The trend is showing up in sales, too. For instance, the American Association for Long-Term Care Insurance reported that roughly 85,000 to 100,000 combination policies were sold in 2012; this is roughly 20 percent more than in 2011, executive director Jesse Slome said in an interview. (Most combo policies sold today are life insurance with long-term care riders, but some are life with chronic illness riders and a few are annuities with long-term care riders.)
Meanwhile, industry sales of traditional long-term care policies dropped to 322,000 from 337,000 the year before.
Like Goldberg, Slome sees the prolonged low interest rate environment a key factor in the product shift that is occurring. But another factor is that more carriers are offering alternative funding solutions. As companies roll out new and alternative products, provide support, and train the agents, “the sales for those products go up,” he said.
The need for long-term care solutions is the same as before, Slome said. The change is that there are more types of solutions for agents to offer.

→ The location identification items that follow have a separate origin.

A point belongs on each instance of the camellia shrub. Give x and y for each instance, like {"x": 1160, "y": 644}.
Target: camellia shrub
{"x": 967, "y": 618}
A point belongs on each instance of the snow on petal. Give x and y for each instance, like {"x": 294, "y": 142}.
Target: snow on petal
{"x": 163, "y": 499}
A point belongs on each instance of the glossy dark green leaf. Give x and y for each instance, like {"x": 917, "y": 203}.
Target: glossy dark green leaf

The number of policies sold has been holding steady at 350,000 to 400,000 a year for the past couple of years, he pointed out. “The number isn’t budging much because a lot of people can’t health qualify for the coverage or can’t afford it. Also, a lot of people are not planners, or they are not in the ‘right’ age group to buy the coverage — especially since some carriers are reducing the maximum age of purchase.”
However, Slome said, it is possible that some expansion is occurring among people who don’t like or don’t want the use-it-or-lose-it aspect of traditional long term care insurance, but who are interested in other types of solutions.

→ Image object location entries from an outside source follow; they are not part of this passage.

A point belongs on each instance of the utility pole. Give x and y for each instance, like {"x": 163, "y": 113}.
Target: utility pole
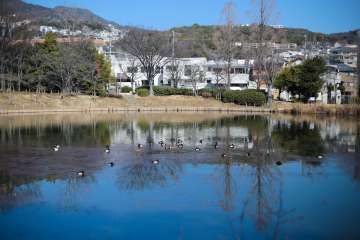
{"x": 173, "y": 58}
{"x": 358, "y": 63}
{"x": 305, "y": 46}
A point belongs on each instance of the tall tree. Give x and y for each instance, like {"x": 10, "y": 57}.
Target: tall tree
{"x": 150, "y": 48}
{"x": 264, "y": 53}
{"x": 358, "y": 62}
{"x": 225, "y": 39}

The federal government’s failure with implementation of the Affordable Care Act may be helping this trend along, he added. “It only increases consumer awareness that, ‘Hey, I better not plan on the government to taking care of me’ and that ‘I better plan for myself,’” he said.
Agent need to earn a living is a factor too, in the sense that agents now have more arrows in their quiver to offer to customers who resist the traditional long-term care insurance product. Agents always have had all kinds of solutions to offer, Slome allowed, but due to all the market changes, agents may have greater interest now.
According to Goldberg, the distributor, agents will be “solution specialists” in the long-term care marketplace that is emerging. “They won’t be product specialists. They will evaluate client needs and come up with the best option for each person, even if it is not individual long-term care insurance.”